I run a hand through my braids and try to shake the thought from my head as I focus a little too hard on the TV screen. I tune in as the news anchor comments about a shooting that resulted in the death of a young boy. Pictures of him flash onto the screen and my heart lurches in my chest. He wasn't much younger than me.

A sadness washes over me as I realize that life is too short for petty arguments and placing blame. Things could always be much worse in my life. Hell, I could just as easily lose my life as that young man did today and what would I have to show for it? Life's way too short and way too precious to hold grudges...

I wipe the moisture from my eyes as Ethan walks into the living room and sits beside me.

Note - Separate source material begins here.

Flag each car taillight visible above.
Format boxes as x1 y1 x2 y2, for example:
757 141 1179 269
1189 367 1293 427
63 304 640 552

I want to apologize to him right now. Suggest that we start fresh without all the drama, however he picks up the remote and changes the channel before I can speak.

"Hey," I mumble confused, " I was watching that."

Ethan leans back on the couch and crosses his leg over his knee. "I know."

"You know?" I blink confused.

What the hell?

When he doesn't respond, I turn my body towards his a little. "Well, did you at least hear what happened? It was so sad."

He shrugs as he flips through channels. "Sad shit happens all the time."

My mouth hangs open for a moment as I try and process what he's just said.

I can't believe something so insensitive just came out of his mouth. This is not the Ethan that I know.

Moments go by and I cross my arms over my chest, not quite sure what to say, and not trusting myself to act civil just yet.

I watch the show on TV for a moment when Ethan settles on a channel and let my thoughts sort of run rampid. After about ten minutes, I can't take it anymore and I ask the question that's been wracking my brain.

"So," I start, "you finished with that important thing yet?" My voice comes out a little more belligerent than intended, but I roll with it, nonchalantly kicking my feet onto the coffee table.

Ethan scoffs at my snide remark without looking away from the TV. "Imani, don't start."

"What?" I smile at his agitation. "I'm just asking a question."